With the collapse of the GDR and the dissolution of the National People’s Army in 1990, the Neue Wache was closed, its fate uncertain. Three years later, however, Chancellor Kohl decided that this structure should be pressed into service once again as a place of memory—this time as the central memorial for all the victims of both world wars, as well as for “the victims of racial persecution, resistance, expulsion, division, and terrorism.” In other words, this was to be a one-stop-covers-all memorial, a kind of supermarket of commemoration sites. As Kohl noted, state visitors wishing to lay a wreath at a sacred site could absolve that obligation here through a single gesture. And for the Germans themselves, he said, the Neue Wache offered a version of the “nation united in mourning.”

But this was just the problem. As many critics noted, the Kohl plan conflated victims and perpetrators, honoring them all equally and indiscriminately. The concept did not distinguish between people who had been killed by the Hitler regime and leading Nazis (like Roland Friesler) who had been victims of the Allied bombing. Since the main thing about victims is their lack of responsibility for their fate, Kohl seemed to be suggesting that the Germans of the Hitler era, virtually all of whom were victims in this scheme, lacked responsibility for the Reich’s crimes. Of course, the chancellor certainly did not mean to suggest this, but in his push to redefine Germany’s relationship with its painful history and to take account of the entire past rather than just the grimmest moments, he showed himself, as he had at Bitburg and Frederick the Great’s reburial, surprisingly ham-handed in the complicated arena of historical symbolism.
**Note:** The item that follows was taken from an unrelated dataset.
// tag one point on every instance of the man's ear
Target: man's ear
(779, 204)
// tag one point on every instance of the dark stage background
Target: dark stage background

Enlarged version of Käthe Kollwitz’s pietà in the Neue Wache, 1999

The controversy surrounding the Neue Wache was further compounded by the renovation plan proposed by Kohl. In place of Tessenow’s stone tomb, the chancellor proposed an enlarged replica of Käthe Kollwitz’s pietà, her sculpture of a mother mourning her dead son. Critics, including leading members of Berlin’s Jewish community, objected that as a Christian symbol this was hardly appropriate for the millions of Jews who had died at the hands of the Nazis. Moreover, the sculpture specifically referred to the loss of dead sons and thus did not encompass the millions of women who had died in World War II. Finally, Kollwitz herself had been a pacifist. Was it appropriate to place a work of hers in a former Prussian guardhouse?